Saturday, July 5, 2008

masochistic alarm clock tactics

So, it having been the Fourth of July earlier today (or yesterday if you want to be picky), I was planning on writing about the movie I have all planned out in my head that I would definitely make in the future if my life were taking a different course, but I had this conversation today at a barbecue about alarm clocks that really got me thinking. We were all talking about what we do to get up in the morning, all the little alarm clock tactics, like placing them on the other side of the room so you have to run across the room to turn them off, perhaps combined with setting it as radio on the fuzziest channel at the highest volume so that you literally shoot out of your bed when the alarm goes off.

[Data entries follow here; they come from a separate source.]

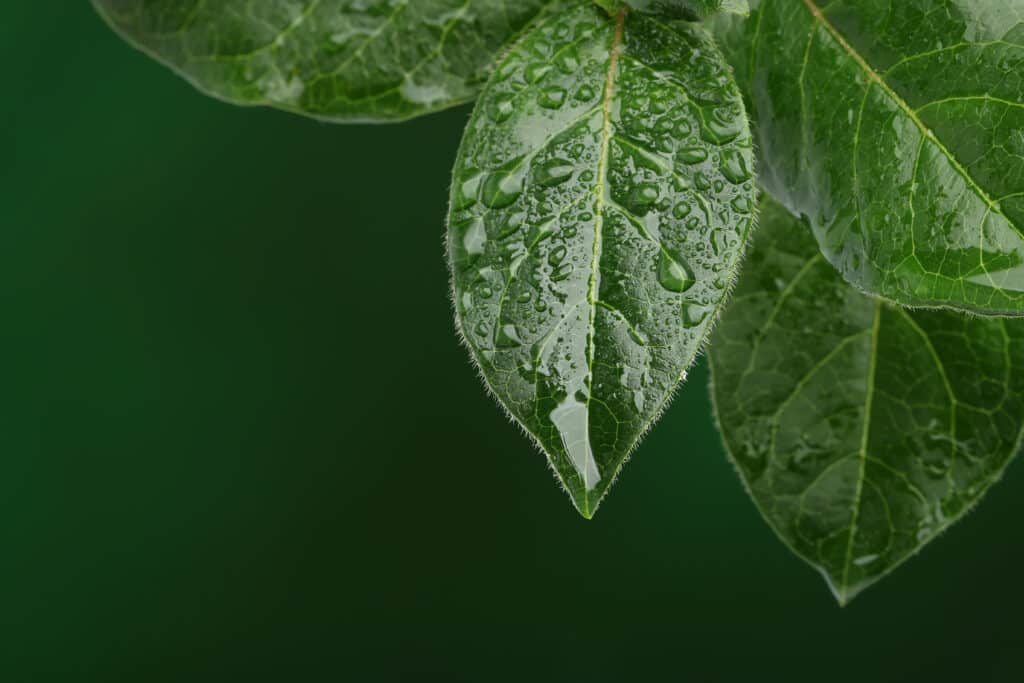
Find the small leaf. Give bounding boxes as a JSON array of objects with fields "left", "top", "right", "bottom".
[
  {"left": 626, "top": 0, "right": 751, "bottom": 19},
  {"left": 711, "top": 196, "right": 1024, "bottom": 603},
  {"left": 715, "top": 0, "right": 1024, "bottom": 315},
  {"left": 93, "top": 0, "right": 562, "bottom": 122},
  {"left": 449, "top": 2, "right": 755, "bottom": 517}
]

For whatever reason, when my friend Tom phrased his sentence, "to help me wake up" something triggered in my head and I thought this thought: here we are, all talking about these somewhat painful things we subject ourselves to voluntarily, passing it off as "helping ourselves" in some obscure way. I know, I realize it's important to wake up and stuff, but if you'll follow me on my tangent for a moment, it seems like we (at least I) very willingly go to extra unnecessary (and notedly painful) measures voluntarily and call it good. Is that just some strange form of masochism in some way? After thinking about my "radio static" technique, it does seem to share a lot of qualities with good old-fashioned masochism. It does have that quality of "it's painful but I like it" or "it's bad, but it's actually really good in some way," in very much the same way that affinity for spicy foods (you know, the really spicy ones that hurt) works. This whole line of reasoning just brought me to wonder how many other painful things I voluntarily submit myself to in the name of its possibly unreasonably ascribed goodness, and go so far as to be blinded from its actual painfulness. If hot sauce and shocking static radio count, I'm sure there's others.

Then again, maybe I'm just thinking too hard and trying to find something profound in something that isn't profound.

On that note, I have observed about myself that I really really like profound ideas, so much that I'm biased towards wanting to find profound ideas as often as possible. This most likely causes me to consider many things profound that are, in fact, very ordinary. Ironically I find the realization of this fact quite profound.

1 comment:

mersayochan said...

There is a beauty in profounding the ordinary. A beauty, unfortunately, that masks the realization of truth, if only for a time. Profound?